Hi. I’m Janine Booth, representing RMT. Our members work in the rail, road transport, shipping and offshore energy industries.

I want to start by mentioning a group of disabled people – especially young, disabled people – who have not been mentioned so far: those on apprenticeships and employability schemes who found themselves cast aside when the lockdown came. They’ve been treated badly and it is not acceptable.

I also want to mention disabled  (and some non-disabled) workers who may not be able to wear a face covering at work, or may have to temporarily removed it, and then get abuse. Just yesterday, a cleaner on my station, having been doing filthy work with pungent cleaning materials, briefly lowered her mask, only for a passengers to come up to her and verbally abuse her, and then take a photograph of her. This is utterly unacceptable.

I work on London Underground, and like many others, have been working through the pandemic. Tragically, some of our colleagues have died, and it is our disabled colleagues who are more likely to have died.

Even when the lockdown was at its tightest, there were still many people travelling on our trains. I looked at congested trains and wondered how many of them were travelling to jobs that they could not afford to stay away from because they do not get full sick and isolation pay.

This is a big reason for the spread of the virus. Full sick and isolation pay is the one measure that the government could have taken but hasn’t taken that could have slowed the spread of the virus. I would like to plug the work of the Safe and Equal campaign in fighting for 100% sick and isolation pay for all.

Where workers don’t have full sick and isolation pay, then you get presenteeism – workers going to work when they should really be at home. Our workplaces become unsafe.

I would like to see trade unions and the TUC do more to promote to workers their right to refuse to work in conditions that present serious and imminent danger. It’s a legal right and we need to support workers in using it.

What reward do we get for our work during the pandemic?

On London Underground, we face a threat to our pensions.

Elsewhere, workers face ‘fire and rehire’ – solidarity to workers at British Gas, Tower Hamlets Council and elsewhere who are fighting this appalling tactic by employers.

We will strike to defend our pensions.
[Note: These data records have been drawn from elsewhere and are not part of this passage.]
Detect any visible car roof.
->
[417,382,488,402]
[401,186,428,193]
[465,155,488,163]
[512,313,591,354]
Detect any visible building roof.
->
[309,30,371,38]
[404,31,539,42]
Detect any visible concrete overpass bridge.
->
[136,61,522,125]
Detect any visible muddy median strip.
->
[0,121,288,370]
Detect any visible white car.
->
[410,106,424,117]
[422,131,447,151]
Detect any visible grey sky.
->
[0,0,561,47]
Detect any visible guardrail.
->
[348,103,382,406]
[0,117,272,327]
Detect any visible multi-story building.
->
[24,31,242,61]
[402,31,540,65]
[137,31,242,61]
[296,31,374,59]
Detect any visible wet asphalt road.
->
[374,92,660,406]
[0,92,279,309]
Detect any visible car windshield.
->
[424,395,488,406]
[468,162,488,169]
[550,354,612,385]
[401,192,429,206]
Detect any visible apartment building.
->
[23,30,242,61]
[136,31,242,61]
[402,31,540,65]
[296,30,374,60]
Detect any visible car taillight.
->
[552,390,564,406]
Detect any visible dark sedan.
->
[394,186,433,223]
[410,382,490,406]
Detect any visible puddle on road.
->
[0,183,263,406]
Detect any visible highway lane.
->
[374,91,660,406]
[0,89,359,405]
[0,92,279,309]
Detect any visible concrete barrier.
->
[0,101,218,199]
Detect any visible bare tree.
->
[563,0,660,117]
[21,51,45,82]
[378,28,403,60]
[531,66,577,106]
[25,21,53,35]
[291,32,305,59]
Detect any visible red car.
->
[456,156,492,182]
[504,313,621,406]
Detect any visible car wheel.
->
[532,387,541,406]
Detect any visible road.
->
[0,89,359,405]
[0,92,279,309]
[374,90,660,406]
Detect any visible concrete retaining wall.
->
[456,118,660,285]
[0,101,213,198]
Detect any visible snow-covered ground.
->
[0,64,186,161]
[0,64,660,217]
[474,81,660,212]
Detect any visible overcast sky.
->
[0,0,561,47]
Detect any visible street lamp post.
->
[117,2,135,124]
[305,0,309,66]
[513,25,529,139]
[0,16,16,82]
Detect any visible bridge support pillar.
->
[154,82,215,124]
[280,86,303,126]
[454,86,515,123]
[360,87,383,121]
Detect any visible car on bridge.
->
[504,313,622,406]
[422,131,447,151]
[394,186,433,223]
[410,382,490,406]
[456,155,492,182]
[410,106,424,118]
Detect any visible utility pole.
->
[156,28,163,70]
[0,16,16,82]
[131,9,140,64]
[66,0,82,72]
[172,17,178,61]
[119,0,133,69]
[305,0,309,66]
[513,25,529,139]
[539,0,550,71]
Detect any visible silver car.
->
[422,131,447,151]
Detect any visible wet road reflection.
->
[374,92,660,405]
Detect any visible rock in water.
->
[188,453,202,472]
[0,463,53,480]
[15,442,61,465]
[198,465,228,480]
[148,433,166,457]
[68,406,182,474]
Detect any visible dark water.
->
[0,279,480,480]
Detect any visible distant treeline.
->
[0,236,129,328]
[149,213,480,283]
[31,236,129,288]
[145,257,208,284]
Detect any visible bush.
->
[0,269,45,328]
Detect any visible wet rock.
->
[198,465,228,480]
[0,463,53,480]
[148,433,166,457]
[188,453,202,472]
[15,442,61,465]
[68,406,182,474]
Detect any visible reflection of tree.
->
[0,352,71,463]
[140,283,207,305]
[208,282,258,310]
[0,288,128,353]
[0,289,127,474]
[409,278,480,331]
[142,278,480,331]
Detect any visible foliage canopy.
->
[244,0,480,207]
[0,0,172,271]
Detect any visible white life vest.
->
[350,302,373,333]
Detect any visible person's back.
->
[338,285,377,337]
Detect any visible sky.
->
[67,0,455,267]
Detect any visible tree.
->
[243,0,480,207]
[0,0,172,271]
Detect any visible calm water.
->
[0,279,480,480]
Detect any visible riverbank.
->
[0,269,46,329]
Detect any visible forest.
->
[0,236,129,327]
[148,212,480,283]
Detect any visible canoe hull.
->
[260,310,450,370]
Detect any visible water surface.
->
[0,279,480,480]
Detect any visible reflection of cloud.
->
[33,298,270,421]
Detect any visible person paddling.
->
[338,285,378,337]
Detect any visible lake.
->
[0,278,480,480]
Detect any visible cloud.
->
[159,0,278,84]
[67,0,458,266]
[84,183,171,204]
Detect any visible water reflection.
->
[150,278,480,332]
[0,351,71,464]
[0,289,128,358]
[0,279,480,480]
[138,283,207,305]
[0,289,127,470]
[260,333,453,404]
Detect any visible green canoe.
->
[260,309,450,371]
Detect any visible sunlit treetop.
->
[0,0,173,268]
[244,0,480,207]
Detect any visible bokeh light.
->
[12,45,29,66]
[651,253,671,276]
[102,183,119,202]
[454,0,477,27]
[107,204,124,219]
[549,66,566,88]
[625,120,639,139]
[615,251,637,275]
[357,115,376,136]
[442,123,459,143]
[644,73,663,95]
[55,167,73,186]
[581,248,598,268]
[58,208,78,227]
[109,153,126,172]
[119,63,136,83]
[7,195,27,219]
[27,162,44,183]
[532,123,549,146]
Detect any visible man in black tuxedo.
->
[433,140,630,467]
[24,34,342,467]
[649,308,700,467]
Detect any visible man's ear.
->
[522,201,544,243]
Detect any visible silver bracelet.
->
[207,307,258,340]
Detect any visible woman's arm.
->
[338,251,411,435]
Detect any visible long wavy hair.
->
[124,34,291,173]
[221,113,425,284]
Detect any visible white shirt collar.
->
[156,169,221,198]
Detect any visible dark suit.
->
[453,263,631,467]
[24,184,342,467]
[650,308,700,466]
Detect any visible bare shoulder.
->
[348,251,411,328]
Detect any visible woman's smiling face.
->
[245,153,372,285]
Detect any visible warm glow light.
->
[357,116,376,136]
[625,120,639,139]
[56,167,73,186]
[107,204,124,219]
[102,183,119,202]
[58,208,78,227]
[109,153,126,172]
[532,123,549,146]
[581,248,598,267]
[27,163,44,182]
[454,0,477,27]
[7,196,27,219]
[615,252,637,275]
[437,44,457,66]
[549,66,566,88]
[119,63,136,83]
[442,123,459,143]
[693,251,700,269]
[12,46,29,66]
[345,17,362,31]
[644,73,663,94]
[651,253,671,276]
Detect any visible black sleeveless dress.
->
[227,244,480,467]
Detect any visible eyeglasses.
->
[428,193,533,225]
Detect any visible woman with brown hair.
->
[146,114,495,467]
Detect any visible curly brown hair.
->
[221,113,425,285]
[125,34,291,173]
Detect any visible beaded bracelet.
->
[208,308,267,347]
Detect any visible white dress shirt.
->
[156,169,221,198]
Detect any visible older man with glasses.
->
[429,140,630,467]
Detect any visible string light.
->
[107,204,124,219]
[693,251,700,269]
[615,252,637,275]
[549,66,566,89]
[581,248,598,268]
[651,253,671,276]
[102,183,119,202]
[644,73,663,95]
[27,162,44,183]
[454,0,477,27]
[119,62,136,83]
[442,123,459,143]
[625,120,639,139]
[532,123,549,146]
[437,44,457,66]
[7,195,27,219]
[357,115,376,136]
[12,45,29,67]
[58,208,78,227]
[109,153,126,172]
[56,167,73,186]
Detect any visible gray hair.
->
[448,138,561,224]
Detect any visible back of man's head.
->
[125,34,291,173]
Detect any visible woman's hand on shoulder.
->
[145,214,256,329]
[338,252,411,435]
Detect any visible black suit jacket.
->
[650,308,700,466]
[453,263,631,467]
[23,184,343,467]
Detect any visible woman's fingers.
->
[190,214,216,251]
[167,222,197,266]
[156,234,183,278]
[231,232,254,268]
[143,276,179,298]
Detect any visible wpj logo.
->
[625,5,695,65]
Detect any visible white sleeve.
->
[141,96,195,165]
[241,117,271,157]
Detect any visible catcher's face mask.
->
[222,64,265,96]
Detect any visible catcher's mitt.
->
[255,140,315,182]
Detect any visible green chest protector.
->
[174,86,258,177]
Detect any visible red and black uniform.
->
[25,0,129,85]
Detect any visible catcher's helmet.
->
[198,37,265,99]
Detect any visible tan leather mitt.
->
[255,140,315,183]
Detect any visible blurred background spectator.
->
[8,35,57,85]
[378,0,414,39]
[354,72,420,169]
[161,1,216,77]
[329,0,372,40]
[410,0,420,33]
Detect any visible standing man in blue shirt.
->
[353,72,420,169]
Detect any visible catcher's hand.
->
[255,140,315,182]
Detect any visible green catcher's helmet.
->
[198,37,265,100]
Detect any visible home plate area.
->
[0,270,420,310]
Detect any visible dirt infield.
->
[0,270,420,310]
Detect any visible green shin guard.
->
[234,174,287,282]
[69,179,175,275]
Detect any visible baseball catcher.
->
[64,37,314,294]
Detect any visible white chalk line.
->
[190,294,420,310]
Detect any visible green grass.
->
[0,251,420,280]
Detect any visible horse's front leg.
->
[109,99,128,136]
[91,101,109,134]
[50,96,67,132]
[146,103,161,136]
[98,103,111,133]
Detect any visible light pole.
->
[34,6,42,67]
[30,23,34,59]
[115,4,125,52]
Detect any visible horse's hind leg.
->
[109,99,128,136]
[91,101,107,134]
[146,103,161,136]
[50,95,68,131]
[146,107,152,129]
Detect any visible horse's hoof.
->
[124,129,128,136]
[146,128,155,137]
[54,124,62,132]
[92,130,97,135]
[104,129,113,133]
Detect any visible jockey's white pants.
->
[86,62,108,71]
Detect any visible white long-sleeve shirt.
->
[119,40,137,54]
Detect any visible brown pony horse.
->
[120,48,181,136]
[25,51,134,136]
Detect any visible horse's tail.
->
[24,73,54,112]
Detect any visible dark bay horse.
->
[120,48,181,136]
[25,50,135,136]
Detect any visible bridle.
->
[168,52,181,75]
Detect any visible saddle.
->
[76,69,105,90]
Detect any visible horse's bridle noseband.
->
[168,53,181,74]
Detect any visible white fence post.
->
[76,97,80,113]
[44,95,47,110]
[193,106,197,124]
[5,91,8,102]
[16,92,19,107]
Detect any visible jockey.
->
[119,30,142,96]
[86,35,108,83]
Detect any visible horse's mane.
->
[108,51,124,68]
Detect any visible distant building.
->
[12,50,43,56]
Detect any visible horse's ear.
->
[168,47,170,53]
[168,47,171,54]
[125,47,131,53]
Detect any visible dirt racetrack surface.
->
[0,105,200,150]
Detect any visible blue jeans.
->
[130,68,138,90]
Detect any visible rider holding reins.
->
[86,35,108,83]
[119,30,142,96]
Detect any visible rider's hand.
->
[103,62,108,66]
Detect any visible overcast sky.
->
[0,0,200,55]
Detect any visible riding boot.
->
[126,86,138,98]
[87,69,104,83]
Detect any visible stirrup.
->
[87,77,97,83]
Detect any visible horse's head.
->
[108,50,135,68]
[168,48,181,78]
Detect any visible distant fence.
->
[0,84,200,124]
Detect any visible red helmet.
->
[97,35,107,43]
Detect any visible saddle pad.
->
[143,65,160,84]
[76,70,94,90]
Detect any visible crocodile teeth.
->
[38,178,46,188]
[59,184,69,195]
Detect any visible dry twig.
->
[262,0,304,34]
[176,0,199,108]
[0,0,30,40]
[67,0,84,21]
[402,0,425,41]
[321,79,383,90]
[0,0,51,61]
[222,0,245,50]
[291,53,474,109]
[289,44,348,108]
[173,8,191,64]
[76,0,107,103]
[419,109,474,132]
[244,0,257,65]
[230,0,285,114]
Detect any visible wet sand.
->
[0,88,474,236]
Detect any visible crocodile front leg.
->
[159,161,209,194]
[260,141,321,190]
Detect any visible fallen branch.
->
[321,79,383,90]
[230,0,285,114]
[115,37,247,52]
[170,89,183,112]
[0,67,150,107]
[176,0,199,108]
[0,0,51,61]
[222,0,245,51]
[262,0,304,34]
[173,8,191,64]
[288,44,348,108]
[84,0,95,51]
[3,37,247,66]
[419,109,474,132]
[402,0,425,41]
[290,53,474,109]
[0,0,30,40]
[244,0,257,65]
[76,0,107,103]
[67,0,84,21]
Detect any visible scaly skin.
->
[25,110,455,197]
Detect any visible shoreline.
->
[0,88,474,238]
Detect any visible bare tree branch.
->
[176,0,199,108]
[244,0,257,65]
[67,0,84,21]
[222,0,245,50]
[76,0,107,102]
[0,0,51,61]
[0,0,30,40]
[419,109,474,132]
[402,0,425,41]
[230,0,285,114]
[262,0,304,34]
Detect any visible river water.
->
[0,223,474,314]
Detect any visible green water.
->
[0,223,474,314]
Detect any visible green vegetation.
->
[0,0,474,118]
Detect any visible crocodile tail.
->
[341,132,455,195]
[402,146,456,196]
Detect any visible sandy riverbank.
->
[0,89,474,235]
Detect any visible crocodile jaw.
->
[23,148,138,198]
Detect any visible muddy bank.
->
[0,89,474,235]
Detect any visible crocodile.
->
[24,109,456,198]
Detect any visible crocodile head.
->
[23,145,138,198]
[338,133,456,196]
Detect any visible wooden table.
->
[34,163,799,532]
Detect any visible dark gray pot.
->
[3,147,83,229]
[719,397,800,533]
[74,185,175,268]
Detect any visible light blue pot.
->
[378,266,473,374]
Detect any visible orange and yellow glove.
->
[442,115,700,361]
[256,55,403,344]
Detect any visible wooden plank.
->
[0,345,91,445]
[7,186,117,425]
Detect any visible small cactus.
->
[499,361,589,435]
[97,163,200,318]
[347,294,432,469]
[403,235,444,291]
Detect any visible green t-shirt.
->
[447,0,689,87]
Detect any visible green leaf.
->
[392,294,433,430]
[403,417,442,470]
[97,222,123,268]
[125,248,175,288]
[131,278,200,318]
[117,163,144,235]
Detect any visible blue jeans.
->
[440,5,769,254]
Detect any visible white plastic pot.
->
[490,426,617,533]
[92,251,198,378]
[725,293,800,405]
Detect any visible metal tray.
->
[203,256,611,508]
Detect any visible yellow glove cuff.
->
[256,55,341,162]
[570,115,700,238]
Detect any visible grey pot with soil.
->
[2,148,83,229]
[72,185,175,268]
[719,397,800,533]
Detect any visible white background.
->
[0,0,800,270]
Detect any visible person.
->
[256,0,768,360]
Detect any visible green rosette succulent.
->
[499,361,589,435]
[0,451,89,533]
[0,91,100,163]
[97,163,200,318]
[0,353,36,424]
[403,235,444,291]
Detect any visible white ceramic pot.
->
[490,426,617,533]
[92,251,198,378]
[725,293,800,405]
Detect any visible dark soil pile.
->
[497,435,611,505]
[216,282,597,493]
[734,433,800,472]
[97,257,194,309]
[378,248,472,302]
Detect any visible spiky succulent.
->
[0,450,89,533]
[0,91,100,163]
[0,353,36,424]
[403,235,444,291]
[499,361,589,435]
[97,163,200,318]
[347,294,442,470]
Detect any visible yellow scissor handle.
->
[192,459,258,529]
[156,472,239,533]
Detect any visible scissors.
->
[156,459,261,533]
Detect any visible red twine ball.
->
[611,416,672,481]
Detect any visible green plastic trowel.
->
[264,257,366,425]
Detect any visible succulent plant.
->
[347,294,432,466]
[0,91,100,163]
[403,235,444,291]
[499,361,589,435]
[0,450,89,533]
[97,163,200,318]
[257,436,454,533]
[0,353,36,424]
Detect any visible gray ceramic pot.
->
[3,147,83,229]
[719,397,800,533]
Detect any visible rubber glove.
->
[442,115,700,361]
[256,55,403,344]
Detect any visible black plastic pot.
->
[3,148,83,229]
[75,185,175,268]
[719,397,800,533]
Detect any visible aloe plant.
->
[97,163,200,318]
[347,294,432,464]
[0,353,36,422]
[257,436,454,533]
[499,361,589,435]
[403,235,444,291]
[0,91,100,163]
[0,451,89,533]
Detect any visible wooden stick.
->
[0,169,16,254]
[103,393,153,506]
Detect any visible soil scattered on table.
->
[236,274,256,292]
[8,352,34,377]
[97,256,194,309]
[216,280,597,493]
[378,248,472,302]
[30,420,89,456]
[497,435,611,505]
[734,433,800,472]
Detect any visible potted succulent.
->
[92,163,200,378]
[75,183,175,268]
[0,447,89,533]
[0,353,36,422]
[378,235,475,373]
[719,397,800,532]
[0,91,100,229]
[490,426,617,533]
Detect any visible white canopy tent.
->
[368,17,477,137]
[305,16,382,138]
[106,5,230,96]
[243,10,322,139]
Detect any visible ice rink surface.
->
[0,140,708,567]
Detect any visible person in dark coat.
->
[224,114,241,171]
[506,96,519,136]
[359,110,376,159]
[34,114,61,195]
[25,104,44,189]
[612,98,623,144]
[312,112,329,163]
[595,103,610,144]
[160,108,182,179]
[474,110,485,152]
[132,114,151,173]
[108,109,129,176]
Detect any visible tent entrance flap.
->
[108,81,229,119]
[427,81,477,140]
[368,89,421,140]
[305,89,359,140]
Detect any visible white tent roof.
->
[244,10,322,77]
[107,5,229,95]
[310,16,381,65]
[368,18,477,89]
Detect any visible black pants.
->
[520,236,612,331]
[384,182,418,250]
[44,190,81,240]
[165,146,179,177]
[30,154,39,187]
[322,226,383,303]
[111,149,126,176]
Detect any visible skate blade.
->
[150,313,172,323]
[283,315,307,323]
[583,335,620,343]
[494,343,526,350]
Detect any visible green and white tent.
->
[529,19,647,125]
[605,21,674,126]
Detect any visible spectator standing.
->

My workmates have been saying – unprompted by me! – that they would willingly strike to win a pay rise for the NHS staff. (Btw, could we please not just say ‘nurses’, as this despicable 1% pay “rise” affects not just nurses but also porters, therapists, back-room staff and more).

But UK trade union law bars strikes in support of other unions. We are only allowed to strike in our own interests – and even then, only when we jump through numerous hoops to get a legal ballot result – and when we do strike in our own interests, we are called selfish.

Allow us to be unselfish – let us strike in support of a decent pay rise for NHS workers – repeal the anti-union laws that stop us doing that.